In close agreement with the findings of this study, internal consistency and the various SDQ scales were found to be good, with the exception of the peer issues scores in young children in the study conducted by Husky et al., which covered seven European countries and Hagquist et al., conducted in Sweden [
12,
48]. Supporting the use of specific subscales, Gustafsson et al. determined that for children ages 1–3, the subscales ‘Hyperactivity’ was valid, whereas, for ages 4–5, the full original SDQ scale, 4-factor solution, demonstrated acceptable validity [
49]. Other studies have indicated that there are no accessible norm scores for the Conduct Problems Scale and Peer Problems Scale between the ages of 2–3 and 4–5 owing to low internal consistency [
16,
50,
51].
As stated above, although adding an additional method component might enhance model fitting, I did not study techniques to overcome incorrect solutions in these models because I utilized a confirmatory approach, and the objective was to validate the original five-factor structure.
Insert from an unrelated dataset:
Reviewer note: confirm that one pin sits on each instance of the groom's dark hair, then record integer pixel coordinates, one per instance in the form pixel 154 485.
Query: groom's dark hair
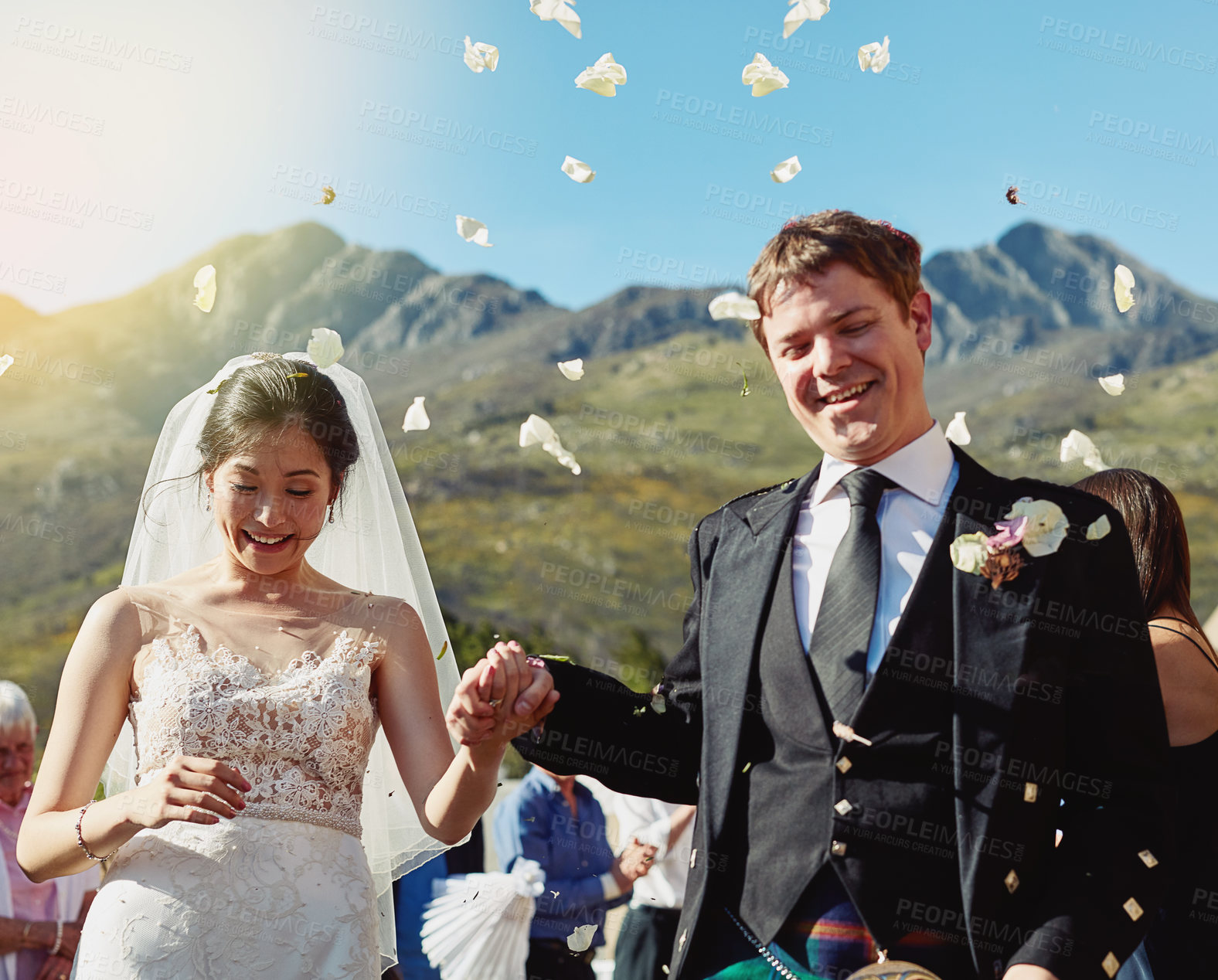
pixel 805 246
I want to highlight that while the findings do not fully support the five-factor model or internal consistency for all subscales, it is crucial to note that EFA and CFA are just one type of verification approach. The use of specific scales and combinations of scales could be effective depending on the research problem. These aspects should be explored further in the future. As Karlsson et al., correctly contended, the SDQ has sufficient factorial validity for epidemiological studies if investigators realize its flaws and explain the implications of the method and related compounds [
36].
Strengths and Limitations
The key strength of this study is that it is the first study in Qatar to focus on preschoolers. The findings of this study will motivate other researchers to further explore different versions of the SDQ in different populations, which will accelerate the clinical and practical applications of this tool. This study had some limitations. First, I only included public preschools; therefore, results may not apply to private institutions. Moreover, CFA is a rigorous analysis; hence, its use may limit generalization. Self-reported data may or may not be accurate. It is also possible that the five-factor model did not fit the data because some key refinement was lost in the translation from the original SDQ to Arabic. In the future, the validation of SDQ compared to other mental health instruments will strengthen its construct validity.